My goal is to dislodge the illusion that the country we live in is a fixed thing. I would like to suggest a destabilization of the map through the serializing of it, referencing other historical times when the map was different and territories were different. The country is not fixed. Borders are in flux. The way it is now is not even how it should be.
(Nate Lowman)
Gagosian is pleased to present Nate Lowman’s first exhibition with the gallery, a survey of the drop-cloth paintings known as Maps, begun in 2013, as well as additional related works.
Lowman collects and transforms the detritus of contemporary American life, reevaluating familiar signs and symbols from print and electronic media as well as from street, home, and studio. In the liminal space between original and copy, his paintings in oil and alkyd resemble a sort of hybrid between the blurred Xerox image and a fresh tattoo, while his depictions of pop-culture figures, such as Marilyn Monroe and Nicole Brown Simpson, act as unlikely hieroglyphs, standing in for the mythologies that have built up around them.

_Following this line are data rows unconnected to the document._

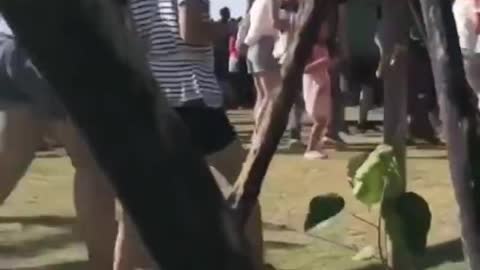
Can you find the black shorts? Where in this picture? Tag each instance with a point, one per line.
(210, 128)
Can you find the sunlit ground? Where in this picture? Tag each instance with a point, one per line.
(37, 224)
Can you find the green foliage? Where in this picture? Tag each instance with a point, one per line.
(416, 219)
(377, 176)
(322, 208)
(355, 162)
(407, 215)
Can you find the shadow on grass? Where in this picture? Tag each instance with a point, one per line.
(31, 247)
(63, 266)
(437, 255)
(40, 220)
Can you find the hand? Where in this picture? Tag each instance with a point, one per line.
(281, 25)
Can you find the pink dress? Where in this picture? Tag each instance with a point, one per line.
(316, 85)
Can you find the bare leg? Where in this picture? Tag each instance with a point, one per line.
(20, 135)
(226, 166)
(94, 199)
(366, 104)
(258, 99)
(270, 83)
(316, 134)
(130, 252)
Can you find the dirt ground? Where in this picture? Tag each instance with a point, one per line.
(37, 224)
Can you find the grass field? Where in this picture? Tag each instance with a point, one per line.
(37, 224)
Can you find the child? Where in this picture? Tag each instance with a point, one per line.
(316, 92)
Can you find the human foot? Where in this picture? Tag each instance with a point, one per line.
(315, 154)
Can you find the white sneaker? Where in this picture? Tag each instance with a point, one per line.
(312, 155)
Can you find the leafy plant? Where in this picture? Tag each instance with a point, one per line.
(322, 208)
(375, 179)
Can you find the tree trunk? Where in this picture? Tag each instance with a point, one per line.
(393, 37)
(272, 126)
(460, 118)
(82, 48)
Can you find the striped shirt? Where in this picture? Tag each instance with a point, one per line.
(184, 72)
(4, 28)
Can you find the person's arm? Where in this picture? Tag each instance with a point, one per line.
(195, 26)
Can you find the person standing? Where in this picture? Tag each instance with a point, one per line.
(317, 93)
(467, 18)
(361, 20)
(180, 35)
(28, 109)
(262, 33)
(422, 102)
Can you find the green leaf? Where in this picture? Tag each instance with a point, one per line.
(355, 162)
(322, 208)
(416, 219)
(377, 174)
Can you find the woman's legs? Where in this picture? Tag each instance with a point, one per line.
(318, 104)
(270, 83)
(226, 166)
(259, 99)
(20, 135)
(94, 199)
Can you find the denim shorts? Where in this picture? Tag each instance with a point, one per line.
(21, 83)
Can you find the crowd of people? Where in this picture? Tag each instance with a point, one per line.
(205, 66)
(344, 70)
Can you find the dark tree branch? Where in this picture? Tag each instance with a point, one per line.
(272, 126)
(460, 119)
(393, 37)
(82, 48)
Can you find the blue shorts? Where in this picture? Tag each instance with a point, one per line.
(20, 81)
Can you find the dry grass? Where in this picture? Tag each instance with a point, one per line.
(37, 223)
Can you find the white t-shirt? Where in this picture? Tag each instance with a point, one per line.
(466, 20)
(4, 28)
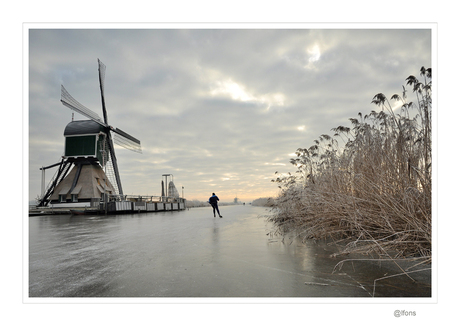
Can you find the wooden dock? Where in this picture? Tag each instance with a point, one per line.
(113, 207)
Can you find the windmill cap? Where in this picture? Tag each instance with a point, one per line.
(81, 127)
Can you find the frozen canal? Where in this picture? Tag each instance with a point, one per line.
(191, 254)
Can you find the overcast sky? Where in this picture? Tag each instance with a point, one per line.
(220, 109)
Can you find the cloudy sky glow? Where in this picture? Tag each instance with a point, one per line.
(220, 109)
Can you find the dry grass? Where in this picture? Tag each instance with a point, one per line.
(374, 192)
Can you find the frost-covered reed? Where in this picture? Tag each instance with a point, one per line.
(373, 192)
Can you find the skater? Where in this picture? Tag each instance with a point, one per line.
(213, 201)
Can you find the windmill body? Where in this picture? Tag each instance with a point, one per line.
(88, 170)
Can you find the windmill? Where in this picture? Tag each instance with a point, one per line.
(89, 147)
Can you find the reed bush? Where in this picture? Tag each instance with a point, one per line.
(369, 185)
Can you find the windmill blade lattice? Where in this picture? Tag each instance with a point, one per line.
(109, 160)
(73, 104)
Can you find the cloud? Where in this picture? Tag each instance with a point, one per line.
(220, 109)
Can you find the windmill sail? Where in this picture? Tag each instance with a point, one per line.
(73, 104)
(127, 141)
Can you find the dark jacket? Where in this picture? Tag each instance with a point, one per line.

As Lowman’s impulses oscillate between additive and subtractive, print technologies and mass media take on the intimacy (and mortality) of flesh.
Never Remember—the exhibition title a biting reversal of the slogan “Never forget”—takes place in the very gallery where Jasper Johns’s map paintings were shown thirty years before. Lowman’s Maps expand on his own shaped canvases begun in the early 2000s, depicting doodled hearts, trompe l’oeil decals of bullet holes, and air freshener trees. Yet, while those earlier works reflected on the printed image, the Maps explore the effects of chance, gesture, and history, merging erratic splatters and stains with allusions to American quilt-making, Pop art, and politics. The works are produced by cutting fragments of studio drop-cloth into the shape of individual states and combining them. For the medium and small Maps, the states are first sewn together with a nautical-grade zigzag stitch and then stretched over canvas supports to form the general outline of the continental United States. Untitled (2013–15), the largest Map in the exhibition, is made up of fifty states on individually stretched canvases, each hung in correct geographic relation to the rest, with subtle gaps between the pieces like in a jigsaw puzzle.
Beyond being practical tools for navigation, maps are windows onto the construction of knowledge itself, revealing the political, religious, and personal factors at play when humanity seeks to represent space and time, self and other. Generations of artists have tapped into the conceptual and aesthetic power of mapmaking, from medieval mappae mundi to Alighiero Boetti’s embroidered maps made in active collaboration with Afghan artisans, which represent shifting subjectivities with regard to world order.
Lowman’s Maps infuse the geometries of the United States with a gritty, gestural tactility, combining chance and intention in the generative possibilities of a single form. With sharp political skepticism, Lowman employs abstraction to point to the arbitrariness of borders and the limitations of jingoism, thus expounding on the complexities and contradictions of the American way.